Nast slowly turned his attention onto Tweed as the man rose to be Grand Sachem of Tammany Hall. Tweed, with his 300 pound physique, his heavy beard and long nose, was a dream figure for a cartoonist. So was his Mayor, former District Attorney A. Oakley Hall, with his beard and pince-nez eyeglasses, or leading alderman Peter "Brains" Sweeney, with his frazzled hair, or city comptroller Richard "Judge" Connally, with his plump belly. It was a dream come true. Week after week Nast did devilishly damaging cartoons of Tweed and his associates, showing them as Roman aristocrats watching women being fed to the "tigers", or as vultures, anxiously looking at bolts of lightning aimed at them from providence. The cartoons (whatever you think of their fairness) remain marvelous.

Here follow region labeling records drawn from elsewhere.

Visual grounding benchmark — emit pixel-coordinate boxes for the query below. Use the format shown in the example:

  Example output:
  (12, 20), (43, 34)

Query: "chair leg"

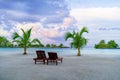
(35, 60), (36, 64)
(47, 59), (48, 65)
(56, 60), (58, 65)
(43, 60), (45, 64)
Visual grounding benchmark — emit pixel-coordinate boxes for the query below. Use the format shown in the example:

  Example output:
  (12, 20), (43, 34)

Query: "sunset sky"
(0, 0), (120, 47)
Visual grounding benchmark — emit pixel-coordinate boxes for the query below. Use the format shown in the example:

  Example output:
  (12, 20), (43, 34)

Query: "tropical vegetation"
(94, 40), (119, 48)
(0, 36), (13, 47)
(13, 28), (42, 55)
(65, 27), (88, 56)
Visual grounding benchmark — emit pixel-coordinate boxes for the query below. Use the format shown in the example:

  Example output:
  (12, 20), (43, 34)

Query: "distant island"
(94, 40), (120, 49)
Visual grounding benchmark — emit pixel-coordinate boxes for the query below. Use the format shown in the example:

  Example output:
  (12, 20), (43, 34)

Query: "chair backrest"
(48, 52), (58, 60)
(36, 50), (46, 59)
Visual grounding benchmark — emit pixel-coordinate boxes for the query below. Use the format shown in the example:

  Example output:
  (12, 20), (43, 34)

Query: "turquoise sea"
(0, 48), (120, 58)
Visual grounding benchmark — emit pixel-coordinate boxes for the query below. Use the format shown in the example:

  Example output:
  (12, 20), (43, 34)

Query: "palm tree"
(13, 28), (41, 55)
(65, 27), (88, 56)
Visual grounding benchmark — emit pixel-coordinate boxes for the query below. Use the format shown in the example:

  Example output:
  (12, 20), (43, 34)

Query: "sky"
(0, 0), (120, 47)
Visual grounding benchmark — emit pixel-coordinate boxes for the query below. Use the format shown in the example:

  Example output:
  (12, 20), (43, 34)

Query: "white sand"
(0, 54), (120, 80)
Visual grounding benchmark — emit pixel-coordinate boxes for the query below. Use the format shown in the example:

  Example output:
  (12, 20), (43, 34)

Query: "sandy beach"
(0, 54), (120, 80)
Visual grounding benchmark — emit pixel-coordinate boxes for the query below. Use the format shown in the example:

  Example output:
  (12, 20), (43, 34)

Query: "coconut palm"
(65, 27), (88, 56)
(13, 28), (41, 55)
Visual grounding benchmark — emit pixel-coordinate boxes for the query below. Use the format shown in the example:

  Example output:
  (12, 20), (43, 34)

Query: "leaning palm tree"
(65, 27), (88, 56)
(13, 28), (41, 55)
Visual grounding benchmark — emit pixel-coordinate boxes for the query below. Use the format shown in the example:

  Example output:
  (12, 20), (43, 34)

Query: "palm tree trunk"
(77, 48), (81, 56)
(23, 47), (27, 55)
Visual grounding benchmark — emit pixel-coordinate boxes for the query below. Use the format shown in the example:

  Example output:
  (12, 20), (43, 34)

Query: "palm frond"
(80, 27), (88, 36)
(65, 32), (73, 40)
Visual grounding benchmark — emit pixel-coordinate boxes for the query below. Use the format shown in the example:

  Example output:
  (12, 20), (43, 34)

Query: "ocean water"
(0, 48), (120, 58)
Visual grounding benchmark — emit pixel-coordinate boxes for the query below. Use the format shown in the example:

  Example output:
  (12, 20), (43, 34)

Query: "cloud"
(70, 7), (120, 22)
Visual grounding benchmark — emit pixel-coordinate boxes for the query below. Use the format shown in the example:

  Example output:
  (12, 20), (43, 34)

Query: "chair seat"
(47, 52), (63, 65)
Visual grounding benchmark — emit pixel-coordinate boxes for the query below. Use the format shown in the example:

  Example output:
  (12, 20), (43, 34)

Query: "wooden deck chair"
(33, 50), (46, 64)
(47, 52), (63, 65)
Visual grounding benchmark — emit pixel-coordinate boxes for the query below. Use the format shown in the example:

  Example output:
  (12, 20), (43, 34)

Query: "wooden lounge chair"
(33, 50), (46, 64)
(47, 52), (63, 65)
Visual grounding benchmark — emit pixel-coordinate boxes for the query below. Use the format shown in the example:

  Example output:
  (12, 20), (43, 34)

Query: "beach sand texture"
(0, 54), (120, 80)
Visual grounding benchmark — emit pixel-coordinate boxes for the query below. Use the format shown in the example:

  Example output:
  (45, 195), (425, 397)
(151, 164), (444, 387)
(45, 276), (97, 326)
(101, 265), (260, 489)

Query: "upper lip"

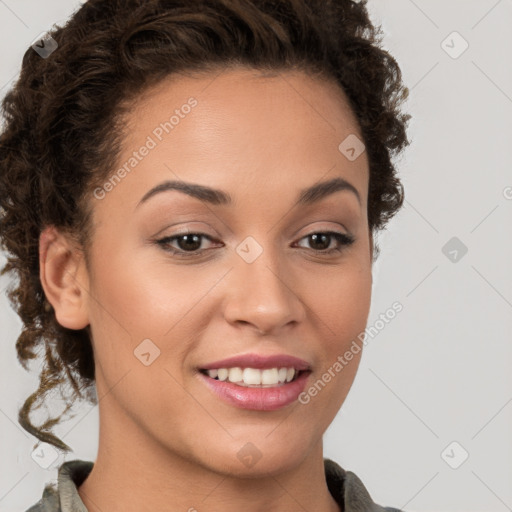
(200, 354), (311, 370)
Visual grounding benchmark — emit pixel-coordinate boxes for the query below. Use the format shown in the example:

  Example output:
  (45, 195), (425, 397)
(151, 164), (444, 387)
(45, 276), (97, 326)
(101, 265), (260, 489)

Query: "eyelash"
(155, 231), (355, 258)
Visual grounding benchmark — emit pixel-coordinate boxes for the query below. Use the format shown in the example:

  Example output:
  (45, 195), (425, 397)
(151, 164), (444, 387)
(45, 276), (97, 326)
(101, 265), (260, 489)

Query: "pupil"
(179, 235), (201, 250)
(310, 233), (329, 249)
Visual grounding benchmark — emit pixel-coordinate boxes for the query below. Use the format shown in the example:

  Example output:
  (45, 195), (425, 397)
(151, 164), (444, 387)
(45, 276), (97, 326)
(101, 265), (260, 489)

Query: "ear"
(39, 226), (89, 330)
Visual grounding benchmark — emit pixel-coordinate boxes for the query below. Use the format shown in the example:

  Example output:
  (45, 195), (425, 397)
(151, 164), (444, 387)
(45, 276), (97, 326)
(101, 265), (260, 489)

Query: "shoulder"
(25, 484), (60, 512)
(25, 459), (94, 512)
(324, 458), (405, 512)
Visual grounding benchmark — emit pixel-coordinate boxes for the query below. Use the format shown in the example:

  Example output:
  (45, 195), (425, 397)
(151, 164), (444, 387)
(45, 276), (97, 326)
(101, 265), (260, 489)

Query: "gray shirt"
(26, 459), (404, 512)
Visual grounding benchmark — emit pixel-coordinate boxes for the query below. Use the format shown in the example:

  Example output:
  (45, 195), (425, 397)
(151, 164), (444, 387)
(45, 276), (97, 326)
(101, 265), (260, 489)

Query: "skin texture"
(40, 68), (372, 512)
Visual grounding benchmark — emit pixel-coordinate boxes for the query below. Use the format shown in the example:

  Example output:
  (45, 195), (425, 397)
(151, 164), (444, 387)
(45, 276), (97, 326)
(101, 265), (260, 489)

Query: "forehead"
(97, 68), (368, 214)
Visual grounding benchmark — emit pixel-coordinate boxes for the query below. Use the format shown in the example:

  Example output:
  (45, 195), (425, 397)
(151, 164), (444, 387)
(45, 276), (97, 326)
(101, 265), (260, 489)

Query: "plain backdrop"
(0, 0), (512, 512)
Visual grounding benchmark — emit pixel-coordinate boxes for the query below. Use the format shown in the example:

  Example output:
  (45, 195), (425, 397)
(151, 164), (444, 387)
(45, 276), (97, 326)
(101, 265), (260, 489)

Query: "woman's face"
(82, 69), (372, 474)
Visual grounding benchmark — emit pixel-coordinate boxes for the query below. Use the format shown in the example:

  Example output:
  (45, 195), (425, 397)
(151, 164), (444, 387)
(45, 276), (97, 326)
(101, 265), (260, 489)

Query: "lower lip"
(199, 371), (311, 411)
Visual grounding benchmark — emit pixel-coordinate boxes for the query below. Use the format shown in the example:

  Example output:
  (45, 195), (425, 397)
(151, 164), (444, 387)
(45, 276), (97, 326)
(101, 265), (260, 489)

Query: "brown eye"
(296, 231), (355, 254)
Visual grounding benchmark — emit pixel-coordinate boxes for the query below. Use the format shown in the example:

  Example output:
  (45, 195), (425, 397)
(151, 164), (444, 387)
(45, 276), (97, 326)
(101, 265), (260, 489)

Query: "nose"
(224, 244), (305, 334)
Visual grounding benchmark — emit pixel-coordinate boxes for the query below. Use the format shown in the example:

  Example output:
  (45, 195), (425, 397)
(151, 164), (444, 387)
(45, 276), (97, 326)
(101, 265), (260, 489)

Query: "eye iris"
(309, 233), (331, 250)
(178, 234), (201, 251)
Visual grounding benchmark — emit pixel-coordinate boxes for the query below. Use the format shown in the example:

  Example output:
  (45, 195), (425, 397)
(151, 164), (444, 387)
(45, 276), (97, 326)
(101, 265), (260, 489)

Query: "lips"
(198, 353), (311, 371)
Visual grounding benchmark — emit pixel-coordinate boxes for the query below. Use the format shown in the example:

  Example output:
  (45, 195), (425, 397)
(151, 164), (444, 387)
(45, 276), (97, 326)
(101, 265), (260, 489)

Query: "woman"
(0, 0), (409, 512)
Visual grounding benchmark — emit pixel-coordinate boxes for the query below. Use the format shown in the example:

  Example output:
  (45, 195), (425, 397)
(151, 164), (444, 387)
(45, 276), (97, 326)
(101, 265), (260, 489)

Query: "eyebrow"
(136, 178), (361, 208)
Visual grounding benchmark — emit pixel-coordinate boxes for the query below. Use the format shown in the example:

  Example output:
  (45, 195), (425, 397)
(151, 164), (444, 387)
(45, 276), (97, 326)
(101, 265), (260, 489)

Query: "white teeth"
(228, 367), (242, 382)
(217, 368), (228, 380)
(207, 366), (298, 387)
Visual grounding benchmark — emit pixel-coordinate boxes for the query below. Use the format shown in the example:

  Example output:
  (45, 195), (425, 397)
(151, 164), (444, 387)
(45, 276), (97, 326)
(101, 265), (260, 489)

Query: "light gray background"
(0, 0), (512, 512)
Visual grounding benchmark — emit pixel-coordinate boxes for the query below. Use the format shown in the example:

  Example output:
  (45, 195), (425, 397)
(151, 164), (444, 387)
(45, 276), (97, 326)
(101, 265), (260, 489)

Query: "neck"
(78, 420), (340, 512)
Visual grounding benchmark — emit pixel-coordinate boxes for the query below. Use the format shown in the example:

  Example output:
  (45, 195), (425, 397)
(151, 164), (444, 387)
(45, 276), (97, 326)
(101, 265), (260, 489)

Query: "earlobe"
(39, 226), (89, 329)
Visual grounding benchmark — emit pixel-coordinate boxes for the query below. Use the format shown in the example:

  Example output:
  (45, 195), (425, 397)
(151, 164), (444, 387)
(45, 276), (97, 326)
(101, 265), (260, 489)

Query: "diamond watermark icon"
(133, 338), (160, 366)
(441, 236), (468, 263)
(441, 30), (469, 59)
(338, 133), (366, 162)
(236, 236), (263, 263)
(441, 441), (469, 469)
(30, 443), (59, 469)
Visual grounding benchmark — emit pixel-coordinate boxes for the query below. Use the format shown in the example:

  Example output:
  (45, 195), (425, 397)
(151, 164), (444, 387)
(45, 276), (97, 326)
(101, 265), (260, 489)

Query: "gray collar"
(26, 458), (403, 512)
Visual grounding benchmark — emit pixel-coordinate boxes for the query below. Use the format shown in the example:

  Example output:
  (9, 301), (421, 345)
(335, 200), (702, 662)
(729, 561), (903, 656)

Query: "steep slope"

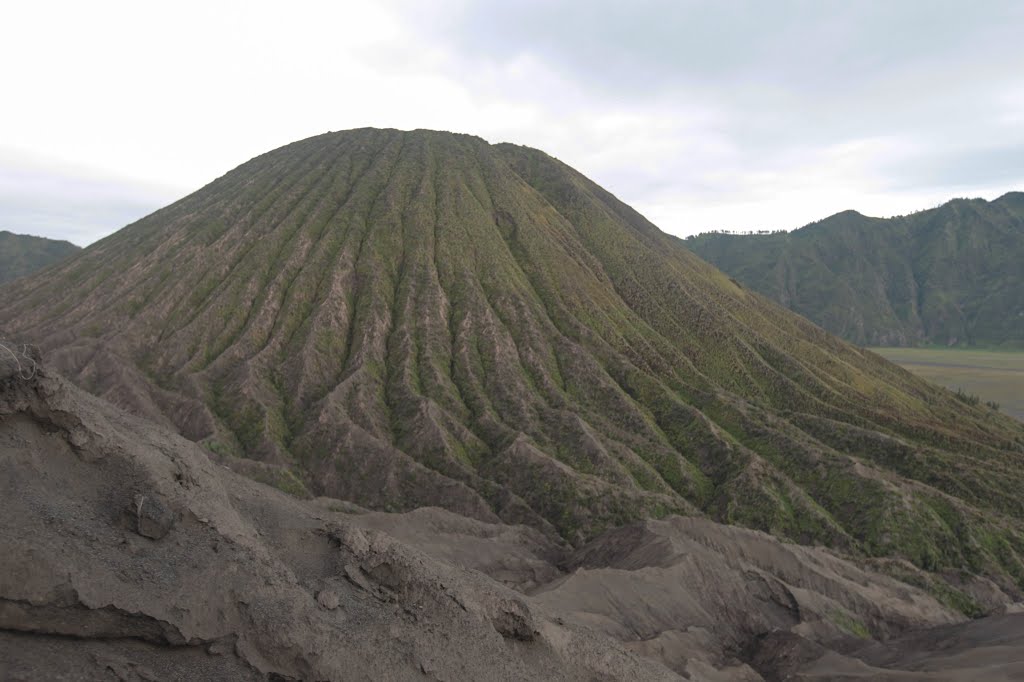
(0, 360), (1024, 682)
(685, 193), (1024, 348)
(0, 230), (82, 284)
(0, 125), (1024, 611)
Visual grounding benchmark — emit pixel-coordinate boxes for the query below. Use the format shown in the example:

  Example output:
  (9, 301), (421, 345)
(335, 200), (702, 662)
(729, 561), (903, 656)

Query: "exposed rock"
(132, 494), (175, 540)
(0, 364), (1024, 682)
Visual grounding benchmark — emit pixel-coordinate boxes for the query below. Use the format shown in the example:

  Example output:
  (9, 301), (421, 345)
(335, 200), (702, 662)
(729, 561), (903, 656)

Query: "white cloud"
(0, 0), (1024, 240)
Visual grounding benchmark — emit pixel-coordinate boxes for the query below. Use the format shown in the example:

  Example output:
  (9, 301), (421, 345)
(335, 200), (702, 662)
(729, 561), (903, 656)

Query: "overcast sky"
(0, 0), (1024, 245)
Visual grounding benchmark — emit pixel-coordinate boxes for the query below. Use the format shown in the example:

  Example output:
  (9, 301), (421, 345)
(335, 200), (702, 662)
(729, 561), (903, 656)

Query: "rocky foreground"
(6, 358), (1024, 680)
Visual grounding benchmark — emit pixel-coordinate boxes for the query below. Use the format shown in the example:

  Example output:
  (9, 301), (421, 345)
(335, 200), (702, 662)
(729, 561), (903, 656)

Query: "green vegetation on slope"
(0, 130), (1024, 606)
(684, 193), (1024, 348)
(872, 348), (1024, 421)
(0, 231), (81, 284)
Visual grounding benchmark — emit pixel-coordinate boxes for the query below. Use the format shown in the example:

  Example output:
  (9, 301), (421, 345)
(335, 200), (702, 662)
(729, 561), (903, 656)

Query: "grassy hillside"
(872, 348), (1024, 421)
(685, 193), (1024, 348)
(0, 231), (81, 284)
(0, 130), (1024, 604)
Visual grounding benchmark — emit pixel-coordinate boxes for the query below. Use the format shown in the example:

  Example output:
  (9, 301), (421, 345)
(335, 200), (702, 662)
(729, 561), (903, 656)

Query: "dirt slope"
(0, 129), (1024, 602)
(0, 364), (1024, 680)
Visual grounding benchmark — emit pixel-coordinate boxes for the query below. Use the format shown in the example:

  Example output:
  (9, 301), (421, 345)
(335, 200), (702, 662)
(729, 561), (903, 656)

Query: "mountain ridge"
(0, 129), (1024, 611)
(0, 229), (81, 284)
(684, 191), (1024, 348)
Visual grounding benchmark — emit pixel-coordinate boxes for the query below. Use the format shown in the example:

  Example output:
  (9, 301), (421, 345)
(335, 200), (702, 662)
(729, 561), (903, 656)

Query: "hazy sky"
(0, 0), (1024, 245)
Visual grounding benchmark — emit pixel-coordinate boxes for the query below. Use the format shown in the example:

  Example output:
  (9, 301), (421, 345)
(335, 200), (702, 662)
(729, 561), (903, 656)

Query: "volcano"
(6, 129), (1024, 612)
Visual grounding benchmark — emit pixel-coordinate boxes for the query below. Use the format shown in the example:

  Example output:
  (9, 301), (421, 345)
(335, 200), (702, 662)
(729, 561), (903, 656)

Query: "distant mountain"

Tweed had been attacked in the columns of Louis John Jennings' New York Times, but he never cared because Tweed's constituents did not read the Times. But they saw those funny pictures. And those pictures did raise questions. Tweed offered Nast a huge sum if he'd return to Europe to study art. Nast refused.

Because of a re-evaluation of Tweed going on today (less the thief, more the victim of political foes and the man who created modern New York City), Nast is re-evaluated. Just as the points against Tweed are softened, it is pointed out (somewhat unfairly) that Nast was an anti-Irish bigot, and that his interest in African-Americans did not prevent him from stereotyping them. One can't deny some of his blows are questionable: on an issue of school books for children being controlled in part by Roman Catholic clergy, Nast showed "the modern Ganges" (the Catholic clergy as alligators and the children left to be devoured by them). Hard stuff that. But in 1870, with the recent decision of the Pope to declare all Papal decisions infallible, Nast was confronting a questionable point of view on the other side that had the ear of Tammany Hall (and thus of Tweed). We may not like Nast's work here, but I wonder if we all accept papal infallibility? His views of the Irish were colored by their political support of Tammany Hall. The stereotyping of African-Americans is there in some of the later cartoons, but in the ones of the Civil War and Reconstruction, Nast was not bigoted. Look at his images of African-Americans following various southern city riots in the Reconstruction period. He's completely sympathetic.

Tweed eventually fell. Nast went onto other topics. He would create the modern American view of old Saint Nicholas / Santa Claus. He would continue doing cartoons into the 1890s. In 1902 he was appointed by Theodore Roosevelt to a consulship in Ecuador. Unfortunately he died there that year.